The Pentagon on Thursday announced it would comply with a federal court's ruling ordering it to stop enforcing “Don't Ask, Don't Tell,” the 1993 policy that bans gay and bisexual troops from serving openly, even as President Obama's Department of Justice began an appeal of the decision.

U.S. District Judge Virginia Phillips on Tuesday granted plaintiffs, represented by gay GOP group Log Cabin Republicans, the injunction they sought after declaring the law unconstitutional last month.

In ruling against the Clinton-era law responsible for ending the military careers of more than 13,000 service members, Phillips said the policy has a “direct and deleterious effect” on the armed services.

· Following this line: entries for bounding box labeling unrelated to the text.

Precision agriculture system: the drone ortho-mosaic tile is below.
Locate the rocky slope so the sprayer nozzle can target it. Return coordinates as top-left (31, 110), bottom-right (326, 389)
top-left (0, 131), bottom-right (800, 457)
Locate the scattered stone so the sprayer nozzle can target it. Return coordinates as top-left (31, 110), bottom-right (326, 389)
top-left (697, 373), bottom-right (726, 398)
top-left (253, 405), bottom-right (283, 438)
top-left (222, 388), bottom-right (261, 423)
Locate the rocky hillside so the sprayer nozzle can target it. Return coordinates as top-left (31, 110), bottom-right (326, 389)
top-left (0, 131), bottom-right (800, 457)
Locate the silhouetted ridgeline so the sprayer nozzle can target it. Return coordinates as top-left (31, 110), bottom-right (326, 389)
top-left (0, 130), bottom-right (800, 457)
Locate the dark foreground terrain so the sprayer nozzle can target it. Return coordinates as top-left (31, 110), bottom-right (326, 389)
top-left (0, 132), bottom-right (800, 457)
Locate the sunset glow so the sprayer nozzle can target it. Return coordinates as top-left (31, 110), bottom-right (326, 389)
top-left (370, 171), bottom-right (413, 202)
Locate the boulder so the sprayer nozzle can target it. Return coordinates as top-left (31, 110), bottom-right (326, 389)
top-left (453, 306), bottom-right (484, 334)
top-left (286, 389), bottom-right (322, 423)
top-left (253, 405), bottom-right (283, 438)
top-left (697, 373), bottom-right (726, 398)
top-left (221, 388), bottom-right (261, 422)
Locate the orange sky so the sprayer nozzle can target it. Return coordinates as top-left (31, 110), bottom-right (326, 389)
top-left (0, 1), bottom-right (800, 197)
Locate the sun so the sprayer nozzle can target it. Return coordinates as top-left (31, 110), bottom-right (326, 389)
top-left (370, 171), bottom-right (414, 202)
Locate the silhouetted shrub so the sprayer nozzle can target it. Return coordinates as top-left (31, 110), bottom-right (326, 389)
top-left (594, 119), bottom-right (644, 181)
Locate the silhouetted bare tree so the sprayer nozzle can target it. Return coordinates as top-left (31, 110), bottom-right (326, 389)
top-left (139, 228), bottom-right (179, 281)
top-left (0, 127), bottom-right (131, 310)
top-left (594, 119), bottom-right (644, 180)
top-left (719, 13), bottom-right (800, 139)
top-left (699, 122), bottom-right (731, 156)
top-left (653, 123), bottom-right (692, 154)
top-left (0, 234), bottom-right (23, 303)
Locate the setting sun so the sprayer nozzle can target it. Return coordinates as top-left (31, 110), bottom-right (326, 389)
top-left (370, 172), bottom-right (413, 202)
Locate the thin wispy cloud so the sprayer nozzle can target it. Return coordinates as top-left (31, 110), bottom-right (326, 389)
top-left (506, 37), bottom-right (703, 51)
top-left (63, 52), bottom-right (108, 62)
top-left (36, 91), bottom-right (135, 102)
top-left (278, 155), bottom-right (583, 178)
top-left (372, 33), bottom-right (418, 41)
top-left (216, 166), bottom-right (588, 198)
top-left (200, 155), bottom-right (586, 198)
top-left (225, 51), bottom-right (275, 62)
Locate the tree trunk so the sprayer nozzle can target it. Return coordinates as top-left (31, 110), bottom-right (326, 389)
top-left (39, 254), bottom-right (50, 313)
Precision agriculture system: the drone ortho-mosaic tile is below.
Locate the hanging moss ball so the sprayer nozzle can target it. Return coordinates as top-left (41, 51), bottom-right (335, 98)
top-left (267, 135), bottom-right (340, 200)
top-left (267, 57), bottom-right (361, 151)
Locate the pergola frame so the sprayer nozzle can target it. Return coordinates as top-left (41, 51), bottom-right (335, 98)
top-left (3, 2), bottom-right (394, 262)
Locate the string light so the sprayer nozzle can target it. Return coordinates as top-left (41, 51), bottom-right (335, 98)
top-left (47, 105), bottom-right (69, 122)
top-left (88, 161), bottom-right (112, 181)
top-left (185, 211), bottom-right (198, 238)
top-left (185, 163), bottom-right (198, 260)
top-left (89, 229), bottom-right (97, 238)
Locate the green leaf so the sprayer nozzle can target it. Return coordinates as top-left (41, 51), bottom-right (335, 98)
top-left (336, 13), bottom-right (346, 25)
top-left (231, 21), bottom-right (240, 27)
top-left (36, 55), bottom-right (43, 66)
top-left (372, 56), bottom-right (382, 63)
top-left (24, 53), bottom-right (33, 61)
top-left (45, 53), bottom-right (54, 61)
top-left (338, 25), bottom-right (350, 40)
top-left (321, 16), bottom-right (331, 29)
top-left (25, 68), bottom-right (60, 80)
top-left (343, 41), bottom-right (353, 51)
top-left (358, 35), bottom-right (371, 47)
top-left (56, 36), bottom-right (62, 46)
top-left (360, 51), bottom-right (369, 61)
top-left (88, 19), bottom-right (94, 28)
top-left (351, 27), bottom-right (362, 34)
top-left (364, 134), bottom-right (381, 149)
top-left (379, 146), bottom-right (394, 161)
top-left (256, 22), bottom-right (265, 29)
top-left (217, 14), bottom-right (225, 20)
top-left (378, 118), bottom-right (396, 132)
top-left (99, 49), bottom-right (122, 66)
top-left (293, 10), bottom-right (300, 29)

Secretary of Defense Robert M. Gates on Wednesday signaled he was prepared to fight the judge's ruling when he said Congress, not a court, is responsible for ending the law.

Several media outlets, including the AP and the Washington Post, are reporting that military leaders have said they will comply with Phillips' order.

The “Department of Defense will of course obey the law,” Col. Dave Lapan, a department spokesman, told reporters.

Arguing that a court-ordered repeal of the policy would be “disruptive to military readiness,” the Justice Department asked Phillips to delay implementation of her injunction, signaling it was prepared to appeal the ruling.

“We are disappointed but not surprised to learn the Department of Justice appealed the decision by Judge Phillips and asked that the injunction not be enforced now,” Aubrey Sarvis, executive director of Servicemembers Legal Defense Network (SLDN), the largest group lobbying for repeal of the policy, said in a statement. “Judge Phillips will need to decide if the injunction stopping the investigations and discharges is on hold.”

Sarvis added that gay service members remain vulnerable.

“It is clear there is confusion and this interim period is dangerous for service members. Our service members need finality. The president needs to deliver on his promise to end the law this year.”

The ruling comes after Democrats in the Senate failed to break a Senator John McCain-led Republican filibuster on legislative repeal of the Clinton-era law.

During a question-and-answer session with young people on cabler MTV, Obama reiterated his commitment to ending the 17-year-old law.

“This policy will end, and it will end on my watch,” he said. “But I do have an obligation to make sure that I'm following some of the rules. I can't simply ignore laws that are out there.”